Ahhh, Toby’s great internet scam adventure, who could forget it? Back in 2008, the Dark Time before internet video streaming, Toby tried and failed to find a DVD about Scotland because she can never think of what to get Ian for his birthday, so she ordered it from the extremely real website enormoushop dot com but then subsequently fell for a painfully obvious phishing scam and her card was misused by northern criminals. She was devastated despite suffering no harm whatsoever, and worried that Ian was going to leave her for being stupid, but it turned out that he didn’t care, like at all. What we didn’t know was that this was Toby’s superhero origin story, and she subsequently dedicated her life to becoming extremely good at computers.

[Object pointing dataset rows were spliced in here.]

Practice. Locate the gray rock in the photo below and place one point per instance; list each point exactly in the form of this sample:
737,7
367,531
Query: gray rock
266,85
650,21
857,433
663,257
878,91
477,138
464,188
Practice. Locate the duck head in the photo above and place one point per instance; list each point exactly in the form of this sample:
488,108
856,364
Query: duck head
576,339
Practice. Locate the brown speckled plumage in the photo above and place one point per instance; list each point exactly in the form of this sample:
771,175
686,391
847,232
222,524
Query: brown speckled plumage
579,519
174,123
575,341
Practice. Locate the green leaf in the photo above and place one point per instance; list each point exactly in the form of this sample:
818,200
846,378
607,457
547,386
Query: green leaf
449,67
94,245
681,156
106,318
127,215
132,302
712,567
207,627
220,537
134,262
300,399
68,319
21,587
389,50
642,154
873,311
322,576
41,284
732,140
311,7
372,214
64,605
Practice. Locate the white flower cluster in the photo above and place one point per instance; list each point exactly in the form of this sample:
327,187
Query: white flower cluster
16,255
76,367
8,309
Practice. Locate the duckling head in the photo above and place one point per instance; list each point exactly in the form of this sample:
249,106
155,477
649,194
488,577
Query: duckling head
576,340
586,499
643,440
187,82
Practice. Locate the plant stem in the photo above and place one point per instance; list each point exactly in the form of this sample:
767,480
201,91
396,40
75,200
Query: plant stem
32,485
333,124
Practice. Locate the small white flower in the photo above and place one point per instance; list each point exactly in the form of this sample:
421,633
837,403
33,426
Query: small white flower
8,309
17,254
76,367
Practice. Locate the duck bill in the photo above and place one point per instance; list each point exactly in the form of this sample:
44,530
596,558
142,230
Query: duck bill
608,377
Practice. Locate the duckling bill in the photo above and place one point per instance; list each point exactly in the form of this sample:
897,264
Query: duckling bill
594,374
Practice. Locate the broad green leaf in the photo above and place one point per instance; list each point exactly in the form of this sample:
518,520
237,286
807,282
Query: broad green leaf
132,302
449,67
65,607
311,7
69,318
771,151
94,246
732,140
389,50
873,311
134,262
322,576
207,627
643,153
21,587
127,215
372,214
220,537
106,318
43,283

So watch out, “Arthur Z”! No matter where you hide in the most disgusting corners of the Dark Web, Toby will find you! [Toby pulls out her 2011 Dell laptop and begins typing: “G … O … O … G … G … wait, that’s one too many Gs, I think”]

Mark Trail, 4/5/19

While most people looking for gold probably are more interested in physical equipment, like pickaxes and stuff, I have to admit that if you’re specifically trying to find a magical disappearing gold mine that a mysterious stranger led you to years ago, you would want a guy who specializes in the lore side of the mining business.